ALORS QU'il incombe au défendeur à l'action de présenter dès l'instance initiale l'ensemble des moyens de nature à faire échec à la demande ; qu'en l'espèce, l'exposante faisait valoir (v. ses concl., pp. 4 et 5) que, lors de l'instance ayant donné lieu au jugement ayant condamné la coopérative saisie à payer les sommes de 82 322 euros et de 40 000 euros, cette dernière n'avait pas fait valoir la compensation entre cette dette et la créance qu'elle détenait en retour, de telle sorte que l'autorité de la chose jugée faisait obstacle à ce qu'elle invoque la compensation dans une seconde instance relative à l'exécution, une telle demande revenant à modifier les effets et la portée du jugement de condamnation ; qu'en retenant que l'autorité de la chose jugée attachée à ce jugement ne faisait pas obstacle à l'exception de compensation soulevée pour la première fois devant le juge de l'exécution et que l'irrecevabilité n'était pas davantage encourue au titre du principe de concentration des moyens, au prétexte qu'en l'absence d'une décision ayant déjà statué sur la compensation judiciaire le juge de l'exécution était compétent pour se prononcer sur l'exception de compensation, quand elle constatait que la coopérative saisie n'avait pas opposé le moyen tiré de la compensation dans le cadre de l'instance initiale, la cour d'appel a violé l'article 1355 du code civil.
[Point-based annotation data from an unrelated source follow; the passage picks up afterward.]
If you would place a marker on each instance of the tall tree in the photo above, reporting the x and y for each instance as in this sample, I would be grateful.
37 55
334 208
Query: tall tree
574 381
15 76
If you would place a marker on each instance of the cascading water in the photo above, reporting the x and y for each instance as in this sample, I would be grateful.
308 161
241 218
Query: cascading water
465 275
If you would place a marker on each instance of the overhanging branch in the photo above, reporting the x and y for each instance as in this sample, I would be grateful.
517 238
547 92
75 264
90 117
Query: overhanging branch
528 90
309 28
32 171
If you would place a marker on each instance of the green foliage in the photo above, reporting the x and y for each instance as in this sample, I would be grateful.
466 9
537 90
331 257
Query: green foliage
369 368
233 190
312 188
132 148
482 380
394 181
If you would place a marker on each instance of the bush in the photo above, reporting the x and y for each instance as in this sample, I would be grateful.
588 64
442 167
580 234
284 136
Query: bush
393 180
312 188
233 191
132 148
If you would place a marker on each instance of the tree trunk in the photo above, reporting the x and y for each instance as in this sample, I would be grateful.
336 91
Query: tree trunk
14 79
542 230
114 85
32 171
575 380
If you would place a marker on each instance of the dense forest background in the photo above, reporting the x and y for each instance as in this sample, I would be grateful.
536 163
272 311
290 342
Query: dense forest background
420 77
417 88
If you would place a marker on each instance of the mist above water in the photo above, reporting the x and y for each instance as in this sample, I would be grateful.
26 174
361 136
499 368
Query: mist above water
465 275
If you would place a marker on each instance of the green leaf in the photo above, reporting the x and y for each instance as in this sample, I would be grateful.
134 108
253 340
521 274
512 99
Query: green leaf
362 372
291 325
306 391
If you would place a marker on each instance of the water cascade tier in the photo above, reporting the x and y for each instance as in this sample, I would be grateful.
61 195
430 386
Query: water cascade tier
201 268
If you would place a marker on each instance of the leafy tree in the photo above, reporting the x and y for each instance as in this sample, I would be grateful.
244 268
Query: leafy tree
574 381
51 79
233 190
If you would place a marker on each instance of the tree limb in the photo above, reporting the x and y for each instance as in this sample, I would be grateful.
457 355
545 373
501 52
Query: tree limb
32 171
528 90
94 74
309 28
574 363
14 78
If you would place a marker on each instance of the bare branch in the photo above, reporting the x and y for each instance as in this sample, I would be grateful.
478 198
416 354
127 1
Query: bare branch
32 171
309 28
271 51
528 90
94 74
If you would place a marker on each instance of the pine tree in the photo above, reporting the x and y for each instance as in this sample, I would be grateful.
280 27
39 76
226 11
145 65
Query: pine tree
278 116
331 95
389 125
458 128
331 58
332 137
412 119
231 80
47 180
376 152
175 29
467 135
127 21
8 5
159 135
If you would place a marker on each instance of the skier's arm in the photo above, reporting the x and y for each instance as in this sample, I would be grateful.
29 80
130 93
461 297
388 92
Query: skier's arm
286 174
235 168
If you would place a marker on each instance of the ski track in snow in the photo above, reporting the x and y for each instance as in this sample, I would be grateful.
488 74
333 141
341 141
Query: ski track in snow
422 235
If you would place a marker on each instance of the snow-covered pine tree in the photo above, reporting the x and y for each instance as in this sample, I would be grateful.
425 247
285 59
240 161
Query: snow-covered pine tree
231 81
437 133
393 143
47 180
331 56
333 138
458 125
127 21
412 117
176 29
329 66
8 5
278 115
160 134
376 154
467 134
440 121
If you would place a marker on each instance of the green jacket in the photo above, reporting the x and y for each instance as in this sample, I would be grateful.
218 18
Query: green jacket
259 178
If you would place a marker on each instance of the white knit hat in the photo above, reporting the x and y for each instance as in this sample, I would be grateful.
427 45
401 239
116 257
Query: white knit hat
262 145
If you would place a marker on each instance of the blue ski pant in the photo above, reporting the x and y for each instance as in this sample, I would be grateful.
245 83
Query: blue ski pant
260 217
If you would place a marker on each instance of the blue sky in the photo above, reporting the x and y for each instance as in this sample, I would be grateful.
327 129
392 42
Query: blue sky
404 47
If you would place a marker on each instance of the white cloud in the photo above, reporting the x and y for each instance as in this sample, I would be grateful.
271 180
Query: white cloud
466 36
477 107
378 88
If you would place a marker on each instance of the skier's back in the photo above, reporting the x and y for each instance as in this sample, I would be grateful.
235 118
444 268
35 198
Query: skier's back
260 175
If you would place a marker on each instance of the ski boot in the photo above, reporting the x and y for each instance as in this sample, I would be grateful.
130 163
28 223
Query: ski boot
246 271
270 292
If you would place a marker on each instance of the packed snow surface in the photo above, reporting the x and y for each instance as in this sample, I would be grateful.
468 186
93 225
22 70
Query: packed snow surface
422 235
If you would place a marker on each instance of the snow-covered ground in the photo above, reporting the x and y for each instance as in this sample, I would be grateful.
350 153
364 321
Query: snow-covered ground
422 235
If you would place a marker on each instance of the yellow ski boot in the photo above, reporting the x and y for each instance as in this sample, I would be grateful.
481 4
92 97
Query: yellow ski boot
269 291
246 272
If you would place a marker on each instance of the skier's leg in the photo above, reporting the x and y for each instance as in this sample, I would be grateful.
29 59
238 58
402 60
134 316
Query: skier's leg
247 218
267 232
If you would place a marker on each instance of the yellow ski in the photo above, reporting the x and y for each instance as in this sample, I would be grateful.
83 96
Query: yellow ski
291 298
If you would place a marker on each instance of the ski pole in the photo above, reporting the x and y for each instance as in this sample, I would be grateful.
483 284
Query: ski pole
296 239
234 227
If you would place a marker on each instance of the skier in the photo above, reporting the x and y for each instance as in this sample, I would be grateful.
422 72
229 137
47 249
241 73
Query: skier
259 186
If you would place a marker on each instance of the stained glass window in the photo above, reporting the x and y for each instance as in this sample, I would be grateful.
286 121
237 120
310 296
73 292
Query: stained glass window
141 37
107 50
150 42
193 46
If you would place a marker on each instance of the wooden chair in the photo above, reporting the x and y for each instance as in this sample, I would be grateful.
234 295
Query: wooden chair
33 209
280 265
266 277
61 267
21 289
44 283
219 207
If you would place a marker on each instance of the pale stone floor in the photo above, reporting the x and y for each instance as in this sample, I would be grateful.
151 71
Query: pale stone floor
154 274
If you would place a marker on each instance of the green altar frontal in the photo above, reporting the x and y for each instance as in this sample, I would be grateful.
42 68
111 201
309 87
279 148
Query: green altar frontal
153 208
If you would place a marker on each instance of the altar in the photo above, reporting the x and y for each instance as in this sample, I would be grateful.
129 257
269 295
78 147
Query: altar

TROISIEME MOYEN DE CASSATION

Le moyen reproche à l'arrêt attaqué d'avoir confirmé le jugement en ce qu'il avait constaté la connexité des créances en cause et d'avoir autorisé l'application du principe de compensation entre la dette de la partie saisie (la coopérative agricole Interval) pour un montant de 128 843,29 euros et la créance connexe déclarée au passif de la procédure de redressement judiciaire de la partie saisissante (l'Earl Tourneret, représentée par la Selarl AJRS, l'exposante, commissaire à l'exécution de son plan) pour un montant admis de 249 901,50 euros ;

ALORS QUE, pour être connexes, les créances doivent dériver d'un même contrat ou d'un ensemble contractuel unique servant de cadre général aux relations entre les parties ; qu'il ressort des constatations de l'arrêt attaqué que la créance de la coopérative agricole Interval provenait de la livraison de semences, intrants et engrais tandis que celle de l'Earl Tourneret résultait du jugement du 5 mars 2019 et constituait donc, ainsi que le faisait valoir l'exposante, une créance indemnitaire née d'une action en nullité de la période suspecte et non pas une créance contractuelle, nonobstant la circonstance que cette créance indemnitaire avait pour origine l'annulation d'un warrant agricole et d'une cession de créance, qui ne pouvait suffire à caractériser la connexité exigée par la loi ; qu'en retenant néanmoins que la créance issue du jugement de condamnation était tout aussi indissociable de la relation d'affaire des deux parties que celle détenue par la coopérative agricole Interval pour la seule raison qu'elle résultait de l'annulation d'un warrant agricole et d'une cession de créance, la cour d'appel a privé sa décision de base légale au regard de l'article L 622-7 du code de commerce.